The Interpretive Dance

May 21, 2023

A side effect of the generative algo-art wave that’s gone at least underappreciated is the total dissolution of the notion that artistic intent exists and is anything worth investigating. Detail and context are no longer avenues of a creator’s comment or venues of study; there’s no point in engaging critically with anything that Midjourney has barfed out, because there’s nothing you could even vaguely call “intent” behind it. The fine details are reduced to the sterility of the forensic.

Why is this song seemingly off-key or jangly in the middle? Is that Thelonious Monk dropping some dissonance into a solo, chasing a feeling we don’t have a name for, or Shostakovitch obliquely deriding Stalin’s leadership, knowing full well Josef will be in the audience on opening night but won’t understand it? When we look at Gerome’s “The Death of Caesar“, should we be seeing the senate building, jagged teeth of the assassin’s upraised daggers, as the teeth in the jaws of a monster?

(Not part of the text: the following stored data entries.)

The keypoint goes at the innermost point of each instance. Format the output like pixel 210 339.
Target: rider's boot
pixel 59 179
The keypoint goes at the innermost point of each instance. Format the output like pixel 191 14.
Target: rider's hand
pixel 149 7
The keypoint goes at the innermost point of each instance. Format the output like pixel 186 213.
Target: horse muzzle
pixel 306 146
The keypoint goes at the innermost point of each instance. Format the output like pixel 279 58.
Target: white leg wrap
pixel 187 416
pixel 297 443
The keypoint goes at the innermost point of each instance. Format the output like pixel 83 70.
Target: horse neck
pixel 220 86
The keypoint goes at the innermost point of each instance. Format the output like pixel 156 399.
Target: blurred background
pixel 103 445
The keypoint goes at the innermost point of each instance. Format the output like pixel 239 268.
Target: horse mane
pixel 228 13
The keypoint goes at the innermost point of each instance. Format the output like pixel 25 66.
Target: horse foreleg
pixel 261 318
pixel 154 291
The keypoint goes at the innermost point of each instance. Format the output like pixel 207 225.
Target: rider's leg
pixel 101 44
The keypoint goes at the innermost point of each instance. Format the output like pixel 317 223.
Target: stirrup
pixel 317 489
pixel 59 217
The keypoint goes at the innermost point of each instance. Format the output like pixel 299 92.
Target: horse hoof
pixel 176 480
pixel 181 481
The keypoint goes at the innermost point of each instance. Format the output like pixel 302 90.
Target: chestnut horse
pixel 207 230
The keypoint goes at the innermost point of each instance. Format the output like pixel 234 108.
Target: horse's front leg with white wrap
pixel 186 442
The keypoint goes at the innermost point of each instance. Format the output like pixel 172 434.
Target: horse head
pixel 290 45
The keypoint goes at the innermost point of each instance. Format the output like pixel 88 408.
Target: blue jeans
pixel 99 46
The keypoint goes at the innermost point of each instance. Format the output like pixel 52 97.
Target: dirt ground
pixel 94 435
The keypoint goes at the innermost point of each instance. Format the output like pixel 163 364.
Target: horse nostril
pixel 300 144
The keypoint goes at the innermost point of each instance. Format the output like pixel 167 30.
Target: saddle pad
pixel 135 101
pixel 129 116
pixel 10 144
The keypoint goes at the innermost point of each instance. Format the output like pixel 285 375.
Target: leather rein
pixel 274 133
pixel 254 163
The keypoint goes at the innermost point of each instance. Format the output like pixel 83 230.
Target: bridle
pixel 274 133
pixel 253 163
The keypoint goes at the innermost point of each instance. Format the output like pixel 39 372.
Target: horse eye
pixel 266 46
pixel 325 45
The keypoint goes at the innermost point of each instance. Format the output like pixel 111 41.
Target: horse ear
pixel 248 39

There’s no point in even asking the question. The answer doesn’t mean anything. The answer can’t mean anything, all you can do is count the fingers to see if it’s “real”. It’s not really surprising that these tools were universally built by people who don’t really care to understand why you might want, much less desire, to engage with art on anything but the most superficial, selfish level; nobody who had ever asked themselves what art is, or why, would have built them.